Brad Miller cosponsored The America COMPETES Reauthorization Act of 2010 (H.R. 5116). According to Brad Miller on his office's congressional website:
“Before this recession, the industries that North Carolinians traditionally relied upon--textiles, tobacco, furniture-- suffered one loss after another,” Miller said. “Now unemployment in North Carolina is more than 14% in some parts. Most of those traditional jobs are not coming back. It doesn’t take a rocket scientist to know that new jobs are going to come from science and research. New jobs are created by the development and adoption of new technologies and America must be leading the way.”
“Plain and simple, this bill will create jobs. It provides loans to allow small and mid-size businesses to keep their current employees and hire more. The Research Triangle Park, a leader in advanced energy, will greatly benefit from provisions that will create regional economies around existing areas of expertise, or innovation hubs,” Miller added.
Can it truly be argued that removing money from American investors and savers, funneling those dollars through the grinding inefficiencies of governance only put what remains in the hands of industries that owe their existence to government is a strength for America?
No! This is not how America became great.
This, though, is what Brad Miller argues, against history, in his cosponsoring of H.R. 5116.

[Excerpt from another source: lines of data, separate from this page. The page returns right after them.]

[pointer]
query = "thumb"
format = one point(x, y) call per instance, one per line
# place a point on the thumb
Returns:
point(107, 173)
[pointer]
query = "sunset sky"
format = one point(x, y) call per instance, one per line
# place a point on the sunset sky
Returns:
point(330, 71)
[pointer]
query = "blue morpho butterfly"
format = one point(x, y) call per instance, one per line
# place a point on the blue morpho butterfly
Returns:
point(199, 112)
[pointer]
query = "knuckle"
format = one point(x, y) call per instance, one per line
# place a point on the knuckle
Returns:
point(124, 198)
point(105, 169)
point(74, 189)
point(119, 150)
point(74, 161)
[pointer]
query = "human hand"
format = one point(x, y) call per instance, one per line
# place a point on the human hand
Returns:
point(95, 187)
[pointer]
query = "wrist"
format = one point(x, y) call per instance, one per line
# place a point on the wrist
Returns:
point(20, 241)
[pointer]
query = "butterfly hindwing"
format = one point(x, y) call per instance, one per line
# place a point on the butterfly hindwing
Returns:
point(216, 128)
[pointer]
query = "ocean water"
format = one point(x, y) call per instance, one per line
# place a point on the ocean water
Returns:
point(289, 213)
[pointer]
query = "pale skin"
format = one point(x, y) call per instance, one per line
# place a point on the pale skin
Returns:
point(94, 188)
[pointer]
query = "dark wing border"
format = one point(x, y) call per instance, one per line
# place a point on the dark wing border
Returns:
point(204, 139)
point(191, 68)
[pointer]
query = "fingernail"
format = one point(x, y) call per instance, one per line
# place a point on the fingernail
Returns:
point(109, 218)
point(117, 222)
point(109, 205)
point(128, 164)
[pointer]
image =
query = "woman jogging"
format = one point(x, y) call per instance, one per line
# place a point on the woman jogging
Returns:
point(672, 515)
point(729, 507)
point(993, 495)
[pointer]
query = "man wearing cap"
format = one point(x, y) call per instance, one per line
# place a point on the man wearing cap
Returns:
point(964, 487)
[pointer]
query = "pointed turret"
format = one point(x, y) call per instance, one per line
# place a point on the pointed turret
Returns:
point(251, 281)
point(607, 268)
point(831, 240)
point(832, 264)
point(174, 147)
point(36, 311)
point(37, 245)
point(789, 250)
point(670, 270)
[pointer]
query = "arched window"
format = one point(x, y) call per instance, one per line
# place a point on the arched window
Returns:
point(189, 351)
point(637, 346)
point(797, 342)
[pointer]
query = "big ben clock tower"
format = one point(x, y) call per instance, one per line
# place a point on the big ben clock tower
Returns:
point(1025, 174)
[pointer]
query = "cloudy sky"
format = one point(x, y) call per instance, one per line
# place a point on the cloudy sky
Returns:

Because Brad Miller brought up NC's history in textiles, tobacco, and furniture a little history is in order. The supposition inherent in Brad Miller's comments is that NC had a strong economy through most of the 20th century due to it's reliance on textiles, tobacco, and furniture and to regain that economic strength we need government investment to seed new growth in new areas. The idea that this is a path to economic strength is wrong headed.
NC's historical reliance on textiles, tobacco, and furniture did not stem from government seed money as Brad Miller seems to suggest, but rather private investor seed money. NC's strength in these areas was a result of individual and private investment and in the case of tobacco, fortunate climactic positioning.
An underrated but more important factor in NC's strength was the fact that it was one state of many in a successful country and this web of states have been able to efficiently support one another economically through the magic of the "invisible hand" and free trade.
In pointing to the success of NC in the 20th century as support for his form of Crony Capitalism, Brad Miller besmirches all NC individuals who had an actual hand in NC's economic strength during that period of NC's history.
Brad Miller's support for H.R. 5116 also indicates his support for policies that threaten to lead America toward a more Mercantilistic economy, more commonly called Crony Capitalism today. American capitalism has already crushed Mercantilism once and Brad Miller's desire to install it as a fixture in American governance speaks to his lack of education. Crony Capitalism weakens America just as it weakened, and continues to weaken Europe. Brad Miller does not seem to understand that if America is weakened NC is weakened as well.
Brad Miller is an embarrassment to economic thought, an embarrassment to America, an embarrassment NC and he should be an embarrassment to himself.